Wilbur is a devoted gardener, as meticulous in that art as he is with the use of words. I wrote for him, on that Santa Barbara visit, four lines in celebration of the way he approaches even the least exalted of activities with a religious passion:
A lifetime deploying the high in the low,
with loam-caulked hands amid vines he harvests
his okra, slicing the pods for frying
sidewise, so, that their star-shapes show.
I interviewed Wilbur again recently, because he’s about to join the rare company of living authors whose life’s work is enshrined in the Library of America.
I see you, along with Frost, as a great formal experimenter. Does that characterization hit the mark for you? I’m honored by the comparison, and I hope it’s true. Much of the poetry which considers itself “experimental” is characterized by leaving something out: meter, rhyme, stanza, clarity, eloquence, breadth of reference, memorability. It is really much more dangerous and experimental to see if one can still play the whole instrument, as Frost did.
As a translator, you’re particularly known for your versions of Molire, but now I hear you’re focused on Corneille. In New England, it’s good to have winter projects, which are the equivalent to quilt-making. Harcourt will bring out this spring last winter’s rendering of Corneille’s The Theatre of Illusion, and now I’m on the fifth act of his Le Menteur (The Teacher), which is exhilarating and morally precarious.
You’ve done children’s verse and wordplay books like Opposites and Differences. How do these amusements fit in with your other writing? However grown-up and straight-faced a poem may be, if it’s any good it has something in common with successful children’s verse: economy, surprise, aliveness of language, and above all, sure timing and control of tone. Actually, my “opposites” poems are continuous with my more serious work in their play with what I call the happy breakage of mental patterns. They appeal to the child’s secret knowledge that the world is not tidy.
“Breaking of mental patterns” makes me think of one of my favorites Wilbur poems, “Mind.” Is it a central poem for you? Yes, central to all my experience of poetry. (Reading):
Mind in its purest play is like some bat
That beats about in caverns all alone,
Contriving by a kind of senseless wit
Not to conclude against a wall of stone.
It has no need to falter or explore;
Darkly it knows what obstacles are there,
And so may weave and flitter, dip and soar
In perfect courses through the blackest air.
And has this simile a like perfection?
The mind is like a bat. Precisely. Save
That in the very happiest intellection
A graceful error may correct the cave.
Any words of advice for a young poet first starting out?

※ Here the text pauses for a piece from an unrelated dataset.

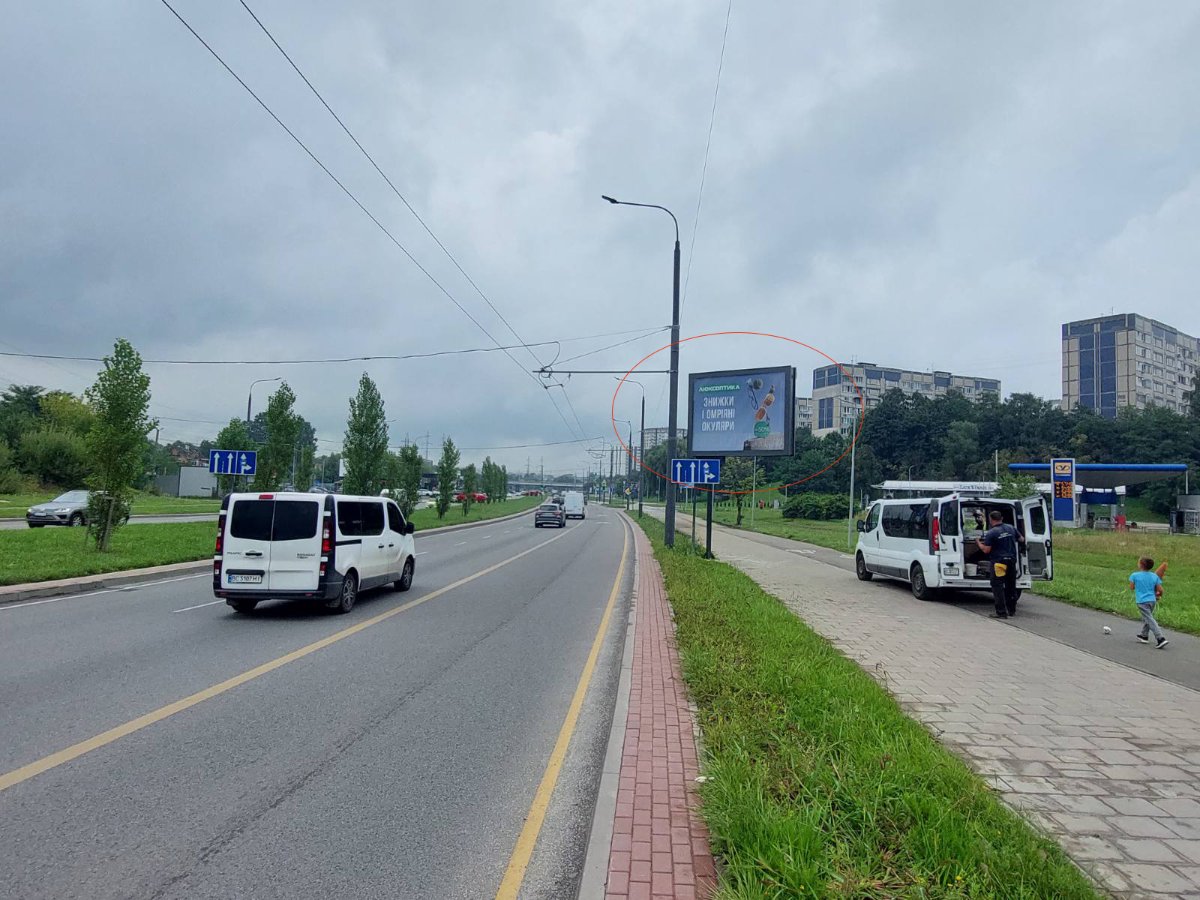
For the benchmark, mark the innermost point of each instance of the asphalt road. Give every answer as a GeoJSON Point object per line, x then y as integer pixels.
{"type": "Point", "coordinates": [400, 761]}
{"type": "Point", "coordinates": [6, 523]}
{"type": "Point", "coordinates": [1072, 625]}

Let that aspiring poet not be a comfortable, unambitious captive of the contemporary, but instead read English-language poetry all the way back to Beowulf, memorize some of what delights, and conceive of poetry as a conversation between the poets of all times.
I couldn’t imagine a more satisfying final word for a final column than this from a master practitioner, as I pass the Poetry Matters column on to the talented hands of Perie Longo, my successor as Santa Barbara’s poet laureate.